ElasticSearch利用Search After解决深度分页问题

1.ElasticSearch常见分页

ElasticSearch默认采用的分页方式是 from+ size 的形式,这种形式下,如果数据量不大或者from、size不大的情况下,效率还是蛮高的。但是在深度分页的情况下,这种使用方式效率是非常低的,并发一旦过大,还有可能直接拖垮整个ElasticSearch的集群。

那么 from+ size 这种分页方式的原理是什么呢?

我们知道,ElasticSearch本身就是分布式的,数据基本上会均匀的分布在各个分片上,比如当一个查询,from=990,size=10,ElasticSearch会在每个分片上都先获取1000个文档,然后通过Coordinating Node聚合所有结果,通过排序选取前1000个文档,最后再从这1000个选择出来的文档中,挑选出10个文档反回给客户端。试想一下,如果from=100000,size=10,三个分片,那么每个分片都要查询出100010个文档,那么Coordinating Node聚合三个分片的数据,就是3*100010个文档,这就非常恐怖了,会占用大量的内存

2.ElasticSearch深度分页问题

现在如果我们要做以下的操作:当前index采用了3个分片,from=100000,size=10,那么这种情况就是一种典型的深度分页。根据上面我们说的分页知识,这时候每个分片都要查询出100010个文档,那么Coordinating Node聚合三个分片的数据,就是3*100010个文档,这就非常恐怖了,会占用大量的内存。偶尔的查询可能还好,如果恰好遇到大的并发,直接就会把内存给打爆的,拖垮整个ElasticSearch集群。

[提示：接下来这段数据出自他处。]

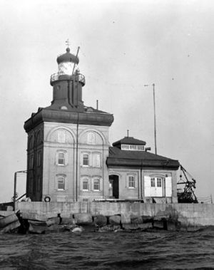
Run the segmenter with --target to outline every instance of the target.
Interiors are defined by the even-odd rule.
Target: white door
[[[163,197],[164,178],[144,177],[145,197]]]

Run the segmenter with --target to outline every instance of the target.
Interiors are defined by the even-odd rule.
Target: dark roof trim
[[[108,167],[126,167],[138,168],[157,168],[178,170],[180,163],[174,160],[134,160],[128,158],[107,157],[106,164]]]
[[[145,145],[146,144],[143,140],[138,140],[133,137],[124,137],[123,139],[119,140],[112,144],[113,146],[119,146],[121,145]]]

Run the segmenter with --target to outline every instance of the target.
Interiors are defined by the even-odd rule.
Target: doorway
[[[119,199],[119,177],[116,175],[109,175],[109,198]]]

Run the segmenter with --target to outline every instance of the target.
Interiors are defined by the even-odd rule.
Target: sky
[[[213,14],[211,0],[0,0],[0,202],[26,169],[24,123],[51,104],[68,38],[71,53],[80,46],[84,104],[114,115],[109,143],[128,129],[155,152],[155,83],[158,154],[214,199]],[[19,174],[19,196],[25,182]]]

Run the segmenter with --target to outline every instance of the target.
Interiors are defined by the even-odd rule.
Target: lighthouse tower
[[[108,129],[112,114],[84,105],[78,58],[57,57],[53,100],[24,123],[28,134],[26,196],[32,201],[76,202],[108,197]]]

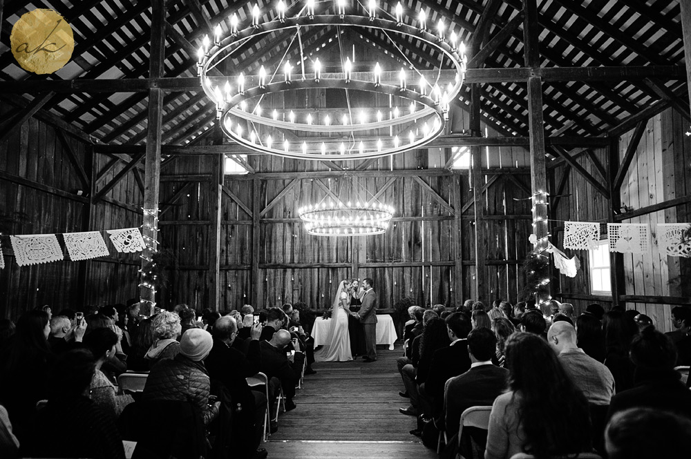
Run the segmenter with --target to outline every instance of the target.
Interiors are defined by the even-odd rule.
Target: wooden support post
[[[263,298],[260,297],[263,291],[264,280],[259,276],[259,237],[261,231],[259,227],[259,216],[261,214],[261,182],[259,179],[252,179],[252,306],[256,309],[266,307]]]
[[[149,50],[149,75],[161,78],[164,72],[165,55],[164,26],[166,9],[164,0],[151,0],[151,46]],[[149,262],[158,244],[158,190],[161,173],[161,133],[163,117],[164,90],[160,88],[149,90],[149,114],[146,125],[146,151],[144,157],[144,226],[142,233],[149,239],[144,251],[142,267]],[[143,278],[143,273],[142,273]],[[140,297],[144,302],[142,313],[153,315],[156,304],[155,291],[145,286],[140,289]]]
[[[2,0],[0,0],[1,1]],[[60,131],[58,131],[59,133]],[[58,135],[61,136],[61,133],[59,133]],[[91,147],[93,148],[93,147]],[[80,164],[80,166],[82,164]],[[96,170],[94,166],[93,155],[86,153],[84,154],[84,170],[88,171],[89,177],[91,179],[88,184],[88,195],[86,197],[88,199],[88,202],[84,203],[84,206],[82,208],[82,231],[91,231],[91,214],[93,209],[93,198],[94,195],[94,186],[96,182]],[[79,266],[77,268],[77,294],[78,295],[77,299],[77,304],[82,307],[85,307],[86,304],[89,302],[88,298],[88,277],[89,271],[91,268],[91,261],[88,260],[85,260],[79,262]]]
[[[219,134],[220,128],[217,128]],[[222,138],[221,138],[222,139]],[[211,162],[211,180],[209,182],[209,197],[211,216],[209,226],[209,272],[207,273],[207,286],[209,289],[209,304],[207,307],[220,311],[221,307],[220,283],[220,240],[223,178],[223,166],[225,164],[223,155],[216,155],[210,158]]]
[[[621,195],[619,186],[616,184],[618,171],[621,166],[619,165],[619,137],[618,136],[609,138],[609,146],[607,148],[607,162],[609,163],[609,218],[612,222],[616,222],[616,213],[621,207]],[[626,285],[624,274],[624,255],[618,252],[609,253],[609,279],[612,284],[612,299],[613,306],[625,307],[621,300],[621,296],[626,294]]]
[[[684,55],[686,57],[686,79],[691,84],[691,4],[680,1],[681,6],[681,30],[684,37]],[[691,92],[689,92],[691,101]]]
[[[461,176],[458,174],[452,177],[451,195],[453,196],[453,208],[455,211],[453,217],[453,259],[455,262],[453,270],[453,277],[451,280],[451,287],[453,289],[451,295],[452,301],[455,300],[452,305],[460,306],[463,304],[463,213],[461,208],[463,202],[461,200]]]

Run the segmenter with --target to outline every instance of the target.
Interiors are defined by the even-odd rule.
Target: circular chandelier
[[[298,209],[298,215],[305,222],[305,229],[315,236],[368,236],[385,233],[393,217],[393,207],[374,197],[370,202],[358,201],[354,205],[350,201],[343,203],[340,197],[346,176],[344,175],[341,182],[336,202],[330,199],[326,203],[325,197],[316,204],[309,204]]]
[[[272,12],[274,19],[265,22],[262,22],[262,12],[255,5],[252,23],[247,28],[238,28],[238,17],[234,13],[228,21],[216,26],[213,43],[205,37],[198,52],[198,75],[203,90],[216,104],[217,119],[226,135],[262,153],[298,159],[341,160],[379,157],[419,148],[441,135],[448,119],[449,103],[458,97],[463,84],[466,62],[463,43],[457,44],[453,32],[446,37],[443,20],[439,20],[433,33],[428,29],[424,10],[416,27],[404,23],[400,3],[390,19],[377,15],[378,12],[388,14],[378,8],[375,0],[370,1],[366,14],[359,15],[346,14],[345,0],[334,2],[335,14],[317,15],[316,3],[307,0],[299,12],[289,17],[280,0]],[[319,49],[309,52],[303,48],[301,34],[311,29],[323,32],[327,37],[326,34],[335,30],[331,39],[338,40],[341,56],[337,65],[332,67],[338,71],[327,72],[327,66],[319,57],[312,59]],[[372,71],[355,71],[360,64],[355,62],[354,51],[351,60],[350,55],[345,55],[349,53],[343,52],[341,39],[346,30],[358,30],[388,39],[392,43],[389,49],[397,50],[400,59],[412,70],[385,70],[377,62],[373,68],[367,64],[370,68],[366,70]],[[274,68],[262,66],[257,75],[241,72],[233,81],[218,76],[220,69],[227,66],[224,62],[248,52],[250,46],[270,42],[276,34],[293,31],[288,49]],[[426,48],[428,60],[437,57],[438,65],[432,66],[434,70],[419,70],[404,52],[406,46],[416,41]],[[294,67],[283,59],[296,41],[301,58]],[[398,58],[386,52],[389,57]],[[305,62],[309,64],[310,60],[312,73],[306,74]],[[301,71],[296,73],[296,70]],[[413,77],[417,77],[417,84],[413,84]],[[307,99],[301,95],[306,93],[302,90],[315,89],[344,91],[343,106],[285,106],[287,99]],[[288,93],[301,95],[291,97]],[[272,106],[265,100],[276,96],[283,96],[281,104]],[[354,103],[357,99],[361,101],[360,106]],[[373,106],[372,102],[381,100],[386,101],[384,106]]]

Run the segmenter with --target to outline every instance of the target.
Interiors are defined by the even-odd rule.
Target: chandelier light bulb
[[[278,11],[278,20],[283,22],[285,19],[285,3],[283,3],[283,0],[278,0],[276,9]]]
[[[321,62],[317,57],[314,60],[314,81],[319,83],[320,79],[321,79]]]
[[[419,16],[417,17],[417,21],[420,23],[420,30],[424,32],[427,30],[427,13],[424,10],[420,10]]]
[[[346,74],[346,82],[350,82],[350,72],[352,70],[352,63],[350,62],[350,58],[346,58],[346,64],[343,64],[343,72]]]
[[[242,72],[238,77],[238,92],[240,94],[245,94],[245,75]]]
[[[238,13],[233,13],[230,17],[230,33],[234,35],[238,35]]]

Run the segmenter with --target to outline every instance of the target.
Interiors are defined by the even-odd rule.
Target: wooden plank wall
[[[639,209],[675,197],[688,196],[691,192],[691,141],[683,135],[687,124],[672,109],[668,109],[647,122],[646,130],[621,190],[622,205],[632,210]],[[621,136],[619,141],[620,159],[623,157],[632,132]],[[596,152],[603,164],[607,164],[604,150]],[[585,155],[578,158],[594,176],[598,173]],[[562,168],[556,171],[558,182]],[[571,195],[561,198],[556,218],[560,220],[598,221],[607,218],[608,202],[595,191],[578,173],[571,171],[571,179],[565,193]],[[624,254],[625,284],[627,295],[646,296],[689,296],[688,282],[682,282],[684,273],[689,272],[688,260],[661,255],[656,238],[658,223],[689,222],[688,204],[659,211],[641,217],[623,220],[623,223],[649,224],[652,235],[652,250],[649,254]],[[560,222],[557,225],[562,225]],[[606,235],[606,225],[602,226]],[[603,237],[605,237],[603,235]],[[560,233],[558,246],[562,246],[563,233]],[[566,251],[569,254],[571,251]],[[587,297],[590,281],[588,276],[588,255],[585,251],[574,251],[581,261],[582,268],[574,279],[560,277],[561,291],[565,299],[570,299],[577,310],[582,310],[590,302],[611,304],[611,297]],[[670,282],[671,281],[671,282]],[[575,295],[576,297],[573,297]],[[665,331],[671,327],[669,304],[628,303],[627,308],[636,309],[651,317],[657,326]]]
[[[0,118],[10,110],[7,104],[0,106]],[[85,155],[91,154],[89,146],[68,135],[66,138],[77,160],[84,164]],[[108,159],[105,157],[96,158],[98,170]],[[107,183],[120,167],[116,166],[104,175],[100,185]],[[34,118],[20,128],[14,129],[0,142],[0,170],[75,196],[77,190],[84,188],[55,130]],[[108,196],[123,202],[136,203],[138,191],[133,180],[130,174]],[[80,231],[84,206],[83,202],[64,195],[0,179],[0,213],[14,218],[14,222],[6,225],[3,232],[6,235]],[[92,228],[138,226],[137,221],[133,213],[101,202],[95,206]],[[3,237],[2,242],[6,268],[0,270],[0,318],[16,320],[25,311],[43,304],[51,305],[55,312],[66,307],[81,307],[77,303],[80,297],[77,286],[79,263],[90,266],[88,303],[124,302],[136,295],[138,268],[128,264],[137,264],[135,255],[116,255],[112,250],[113,253],[104,260],[61,261],[20,268],[15,261],[9,237]]]

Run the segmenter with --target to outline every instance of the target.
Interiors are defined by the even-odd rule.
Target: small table
[[[329,342],[329,326],[331,319],[317,318],[314,326],[312,327],[312,337],[314,338],[314,347],[323,346]],[[389,350],[393,351],[393,344],[398,339],[393,319],[388,314],[377,315],[377,344],[388,344]]]

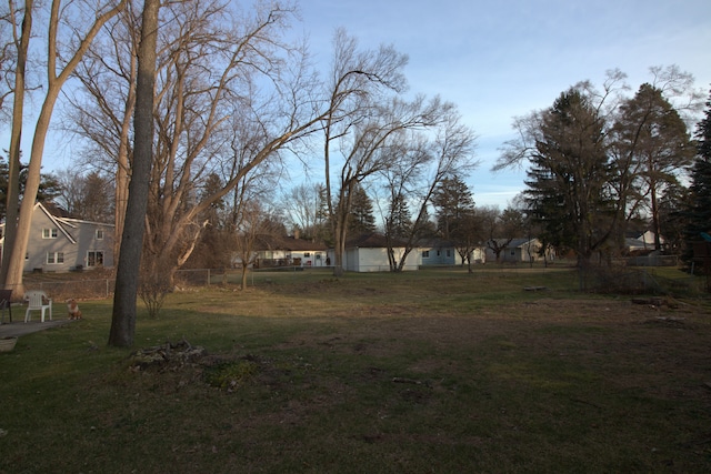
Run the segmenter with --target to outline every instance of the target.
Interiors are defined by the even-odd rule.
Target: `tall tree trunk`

所以为了避免深度分页带来的内存开销,ElasticSearch内部有一个默认设定,即最多只能查询前10000个文档。那么如果产品必须要做深度分页,那么应该采取什么方案呢?这个时候,Search_After就开始登场了。

3.ElasticSearch深度分页问题的解决

Search_After通过维护一个实时游标来避免scroll的缺点,它可以用于实时请求和高并发场景。

每个文档具有一个唯一值的字段应该用作排序规范的仲裁器。否则,具有相同排序值的文档的排序顺序将是未定义的。建议的方法是使用字段_id或者业务Id,保证是每个文档的一个唯一值。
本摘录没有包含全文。